Negotiations are an everyday event in business, whether they’re about prices from a vendor or schedules for clients. But when they take place between people from different cultures, the dynamics become much more complex and miscommunication is more common. It’s all too easy to damage relationships irreversibly. Our next piece, “Getting to Sí, Ja, Oui, Hai, and Da by INSEAD professor Erin Meyer, provides five rules of thumb for negotiating across cultures. From building trust with your counterpart to understanding the subtle messages in emotional outbursts, Meyer’s advice illuminates how to strike the right balance and reach that final agreement—and make it stick.

Empathy—the art of understanding others’ needs and responding with compassion—is essential to motivating colleagues, calming upset customers, and designing innovative products. But frequent demands for empathy can exhaust your workers—and even cause them to make unethical decisions. In “The Limits of Empathy,” Adam Waytz of the Kellogg School of Management suggests simple strategies to encourage your team to empathize in a more healthy, sustainable way.

“Businesses don’t create value; people do” is a popular adage among CEOs—but often those same CEOs are dissatisfied with the human resource officers who manage the organization’s workforce. In “People Before Strategy: A New Role for the CHRO,” business advisers Ram Charan, Dominic Barton, and Dennis Carey argue for a new C-level leader whose sole responsibility is to think strategically about an organization’s talent—from identifying and creatively engaging high potentials to developing new performance metrics that better support business goals. This piece provides practical ideas on how to implement this change and ensure that people remain the ultimate source of competitive advantage.

The last article in this volume takes us back to the tension between man and machine. “Beyond Automation,” by Thomas H. Davenport and Julia Kirby, taps into the fear many white-collar employees feel as new technologies make more jobs obsolete. The authors assert that human employees will still be necessary in the future—but they’ll have to find ways to proactively partner with machines. The article identifies five ways humans can thrive at work in the future.
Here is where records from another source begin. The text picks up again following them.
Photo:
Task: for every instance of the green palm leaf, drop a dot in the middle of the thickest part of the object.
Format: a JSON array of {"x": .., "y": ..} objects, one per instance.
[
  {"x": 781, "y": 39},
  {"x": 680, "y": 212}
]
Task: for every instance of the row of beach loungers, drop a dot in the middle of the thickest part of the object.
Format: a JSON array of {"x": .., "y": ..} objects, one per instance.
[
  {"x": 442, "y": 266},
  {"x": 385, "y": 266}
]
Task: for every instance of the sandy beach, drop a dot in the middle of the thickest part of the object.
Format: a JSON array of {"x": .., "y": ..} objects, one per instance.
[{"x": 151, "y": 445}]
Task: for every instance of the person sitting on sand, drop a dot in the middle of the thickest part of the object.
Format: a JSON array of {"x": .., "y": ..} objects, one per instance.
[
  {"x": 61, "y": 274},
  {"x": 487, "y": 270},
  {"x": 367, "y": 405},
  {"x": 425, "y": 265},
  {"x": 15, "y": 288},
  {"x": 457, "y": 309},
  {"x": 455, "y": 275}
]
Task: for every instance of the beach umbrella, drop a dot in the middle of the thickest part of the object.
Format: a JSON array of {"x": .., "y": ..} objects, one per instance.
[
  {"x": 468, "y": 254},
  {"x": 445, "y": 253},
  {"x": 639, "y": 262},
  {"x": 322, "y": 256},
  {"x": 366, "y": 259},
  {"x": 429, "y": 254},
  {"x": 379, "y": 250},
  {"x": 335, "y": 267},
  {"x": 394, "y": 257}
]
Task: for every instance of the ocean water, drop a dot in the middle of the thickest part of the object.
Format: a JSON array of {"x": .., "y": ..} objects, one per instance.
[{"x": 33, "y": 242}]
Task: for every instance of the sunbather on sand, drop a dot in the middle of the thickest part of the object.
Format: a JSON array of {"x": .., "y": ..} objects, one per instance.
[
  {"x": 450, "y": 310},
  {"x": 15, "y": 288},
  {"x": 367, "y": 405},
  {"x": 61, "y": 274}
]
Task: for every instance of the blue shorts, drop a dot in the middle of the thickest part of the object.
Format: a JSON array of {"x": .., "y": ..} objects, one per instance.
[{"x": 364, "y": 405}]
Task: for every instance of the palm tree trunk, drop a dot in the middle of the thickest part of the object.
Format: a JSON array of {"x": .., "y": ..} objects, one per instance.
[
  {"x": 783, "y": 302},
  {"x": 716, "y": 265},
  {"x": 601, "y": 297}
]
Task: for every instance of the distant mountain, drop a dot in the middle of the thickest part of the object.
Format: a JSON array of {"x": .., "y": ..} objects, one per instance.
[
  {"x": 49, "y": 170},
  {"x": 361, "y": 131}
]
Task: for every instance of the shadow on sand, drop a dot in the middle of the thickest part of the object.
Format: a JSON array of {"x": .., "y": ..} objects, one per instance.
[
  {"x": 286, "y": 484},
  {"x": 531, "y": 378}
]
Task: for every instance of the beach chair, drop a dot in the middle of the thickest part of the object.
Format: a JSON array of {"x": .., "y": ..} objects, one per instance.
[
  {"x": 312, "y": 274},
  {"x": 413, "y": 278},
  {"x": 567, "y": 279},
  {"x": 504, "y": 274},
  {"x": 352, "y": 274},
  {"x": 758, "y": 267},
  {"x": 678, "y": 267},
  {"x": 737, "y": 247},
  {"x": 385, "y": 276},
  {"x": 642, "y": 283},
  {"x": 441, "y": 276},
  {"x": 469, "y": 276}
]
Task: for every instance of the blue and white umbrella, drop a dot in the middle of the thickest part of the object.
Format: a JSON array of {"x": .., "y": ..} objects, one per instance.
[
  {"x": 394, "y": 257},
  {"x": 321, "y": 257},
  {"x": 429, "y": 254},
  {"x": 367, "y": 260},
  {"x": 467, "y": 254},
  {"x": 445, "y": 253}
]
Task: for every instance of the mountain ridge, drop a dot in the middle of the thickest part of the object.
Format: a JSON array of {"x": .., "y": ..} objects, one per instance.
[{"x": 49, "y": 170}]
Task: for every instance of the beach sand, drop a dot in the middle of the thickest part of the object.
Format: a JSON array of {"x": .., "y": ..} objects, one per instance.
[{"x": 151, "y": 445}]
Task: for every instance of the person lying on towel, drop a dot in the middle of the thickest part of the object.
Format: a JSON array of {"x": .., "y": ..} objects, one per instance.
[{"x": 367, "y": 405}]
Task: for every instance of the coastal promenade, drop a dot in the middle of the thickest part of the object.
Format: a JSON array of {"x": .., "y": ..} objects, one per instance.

Despite all the amazing advances new digital tools have brought, people still matter. Businesses need individuals who can exercise intuition and judgment, who can see the gaps in data, who can assess new ideas. Most of all, they need leaders who can inspire employees and set them up for success. Competitive advantage lies not in the latest smart devices but in the way we effectively combine the potential of both technology and people.